While acknowledging potential awareness problems around the black triangle, diabetes and endocrinology consultant Sufyan Hussain—a member of JDRF UK’s scientific advisory council—said the way the withdrawal was handled shows that “better stakeholder engagement with those living with the condition by industry is needed.”

He told The BMJ, “Efforts to understand those affected and preserve the option in type 1 diabetes or those with hybrid type 1 and type 2 diabetes phenotypes, such as considering different branding with a licence in type 1 diabetes, could have been explored. While there is a cost, it may have allowed a positive step for all involved.”

Hussain added that he would like to see more transparency and better communication around the decisions pharmaceutical companies are making, as while he understands that companies have investors to satisfy, it’s important good research and intellectual property are not lost because of commercial decisions.

When contacted by The BMJ, AstraZeneca did not respond to the accusation that it had prioritised the larger and more profitable patient groups over patients with type 1 diabetes, but referred the journal to the statement the company made at the time of the indication withdrawal (see box for full statement).

MHRA chief safety officer, Alison Cave, said, “The indication for dapagliflozin 5 mg in the treatment of patients with type 1 diabetes mellitus was voluntarily withdrawn by AstraZeneca in the UK and across Europe. This was not linked to any new safety concerns.

“We sought advice on the withdrawal of the indication from independent UK experts. Before we made our own communications, we talked to diabetes charities to understand their concerns and how best we can reassure patients. We will continue to engage with stakeholders to understand the impact on UK patients. We have taken steps to reassure patients that the other uses of dapagliflozin are unchanged.”


In September 2019, dapagliflozin—the first adjunct therapy to be prescribed to people with type 1 diabetes in the UK and EU—was licensed for people living with type 1 diabetes who had a body mass index of over 27 to help with hyperglycaemia and weight loss. JDRF has estimated that around 1300 people living with the condition in the UK were prescribed dapagliflozin up until October 2021.

As part of the approval, AstraZeneca were required to conduct and submit the results from a diabetic ketoacidosis (DKA) post-authorisation safety study. DKA—which happens when a patient’s blood sugar is very high and ketones build up to dangerous levels—is a known side effect occurring in at least one in 100 patients. The study found no new safety problems.

But the European Medicines Agency and the Medicines and Healthcare Products Regulatory Agency (MHRA) advised AstraZeneca that they would need to add an inverted black triangle to the labelling of the product. In October 2021, AstraZeneca voluntarily withdrew the type 1 diabetes indication.

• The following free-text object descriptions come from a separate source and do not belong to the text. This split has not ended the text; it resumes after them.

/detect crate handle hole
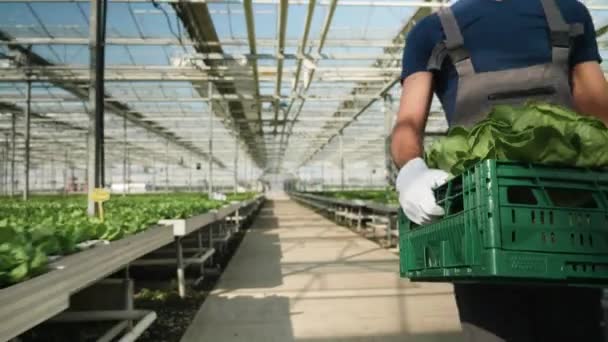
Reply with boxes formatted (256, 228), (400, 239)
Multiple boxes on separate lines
(507, 187), (538, 205)
(511, 209), (516, 223)
(589, 235), (593, 247)
(541, 232), (546, 243)
(579, 233), (585, 246)
(550, 232), (555, 244)
(549, 211), (554, 225)
(531, 211), (536, 224)
(512, 230), (516, 242)
(546, 188), (598, 209)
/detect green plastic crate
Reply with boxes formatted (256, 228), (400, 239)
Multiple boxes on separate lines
(399, 159), (608, 285)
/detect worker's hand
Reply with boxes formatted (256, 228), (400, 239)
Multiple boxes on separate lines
(396, 157), (449, 225)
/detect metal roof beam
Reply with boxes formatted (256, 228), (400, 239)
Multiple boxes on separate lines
(0, 30), (227, 170)
(271, 0), (289, 134)
(0, 37), (404, 48)
(295, 1), (437, 169)
(172, 0), (267, 166)
(0, 103), (191, 166)
(243, 0), (261, 123)
(276, 0), (316, 136)
(274, 0), (336, 171)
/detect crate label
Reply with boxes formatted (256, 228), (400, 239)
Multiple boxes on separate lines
(509, 255), (547, 274)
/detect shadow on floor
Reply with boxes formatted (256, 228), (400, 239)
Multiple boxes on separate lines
(180, 295), (295, 342)
(181, 293), (463, 342)
(293, 332), (464, 342)
(182, 201), (464, 342)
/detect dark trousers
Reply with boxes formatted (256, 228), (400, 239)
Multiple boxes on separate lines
(454, 283), (604, 342)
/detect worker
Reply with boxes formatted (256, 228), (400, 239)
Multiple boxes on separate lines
(391, 0), (608, 341)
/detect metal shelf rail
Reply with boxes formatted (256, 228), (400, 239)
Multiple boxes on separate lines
(0, 224), (173, 342)
(289, 192), (399, 247)
(132, 195), (265, 298)
(0, 195), (265, 342)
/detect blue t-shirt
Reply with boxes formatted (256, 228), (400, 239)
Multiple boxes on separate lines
(400, 0), (602, 123)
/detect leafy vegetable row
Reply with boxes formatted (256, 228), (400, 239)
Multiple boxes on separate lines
(0, 192), (257, 287)
(310, 190), (398, 205)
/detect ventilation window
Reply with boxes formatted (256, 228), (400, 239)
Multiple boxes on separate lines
(546, 188), (597, 208)
(507, 187), (538, 205)
(549, 211), (554, 224)
(511, 230), (516, 242)
(511, 209), (516, 223)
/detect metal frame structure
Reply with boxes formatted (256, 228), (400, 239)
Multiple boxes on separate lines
(289, 191), (399, 247)
(0, 0), (607, 191)
(0, 195), (264, 341)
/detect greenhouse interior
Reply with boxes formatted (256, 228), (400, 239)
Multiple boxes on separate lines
(1, 0), (608, 341)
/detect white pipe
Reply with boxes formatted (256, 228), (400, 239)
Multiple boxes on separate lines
(50, 310), (150, 322)
(117, 312), (157, 342)
(97, 321), (129, 342)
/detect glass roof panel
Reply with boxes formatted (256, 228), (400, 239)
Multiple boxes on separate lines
(106, 3), (141, 38)
(327, 5), (415, 41)
(144, 5), (186, 39)
(253, 4), (277, 39)
(126, 45), (172, 65)
(208, 3), (247, 40)
(0, 3), (41, 38)
(28, 3), (88, 38)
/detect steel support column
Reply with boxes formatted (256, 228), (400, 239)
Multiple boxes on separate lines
(165, 140), (169, 192)
(123, 114), (127, 196)
(2, 135), (7, 195)
(23, 80), (31, 201)
(233, 138), (238, 194)
(207, 82), (214, 197)
(339, 132), (344, 190)
(188, 153), (193, 192)
(63, 149), (69, 194)
(10, 113), (16, 196)
(87, 0), (108, 215)
(383, 94), (395, 186)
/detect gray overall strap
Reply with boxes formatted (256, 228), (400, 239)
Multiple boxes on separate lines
(437, 7), (474, 76)
(539, 0), (583, 64)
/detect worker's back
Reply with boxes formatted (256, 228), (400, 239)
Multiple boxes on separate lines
(401, 0), (601, 123)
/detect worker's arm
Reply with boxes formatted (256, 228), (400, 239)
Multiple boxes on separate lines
(391, 71), (448, 225)
(571, 61), (608, 126)
(390, 71), (434, 168)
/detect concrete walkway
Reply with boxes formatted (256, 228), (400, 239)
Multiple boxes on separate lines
(181, 200), (463, 342)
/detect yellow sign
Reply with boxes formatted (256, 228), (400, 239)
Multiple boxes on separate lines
(92, 188), (111, 222)
(92, 188), (111, 202)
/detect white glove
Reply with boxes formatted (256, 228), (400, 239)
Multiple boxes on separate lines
(396, 157), (449, 225)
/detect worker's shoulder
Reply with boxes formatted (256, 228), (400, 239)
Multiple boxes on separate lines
(556, 0), (593, 22)
(405, 12), (442, 43)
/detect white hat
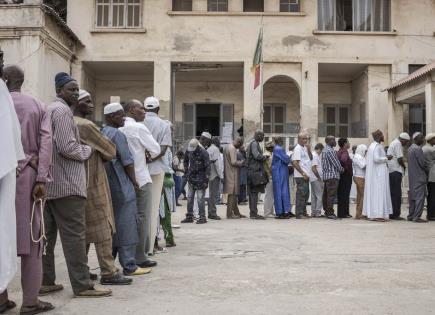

In December 2021, the MHRA published guidance for healthcare professionals on dapagliflozin, in which it stated that “the removal of the type 1 diabetes indication is not because of any new safety concerns.” It advised that after stopping dapagliflozin, frequent blood glucose monitoring is recommended and that an increased insulin dose may be needed.3

AstraZeneca’s statement in full

AstraZeneca has taken the decision to voluntarily remove the indication for Forxiga 5 mg (dapagliflozin) in the UK, for the treatment of adults with insufficiently controlled type 1 diabetes (T1D). This decision was not due to any new safety or efficacy concerns in T1D or any other indication. It also does not impact other approved dapagliflozin indications or the 10 mg dose within or outside of the UK.

This decision has been agreed with the Medicines and Healthcare Products Regulatory Agency for Great Britain and the European Medicines Agency for Northern Ireland. It follows discussions regarding product information changes needed post-approval for dapagliflozin 5 mg specific to T1D, which might cause confusion among physicians treating patients with type 2 diabetes, heart failure with reduced ejection fraction, or chronic kidney disease.

Patients with T1D currently being treated with dapagliflozin should consult with their healthcare professional regarding their ongoing care.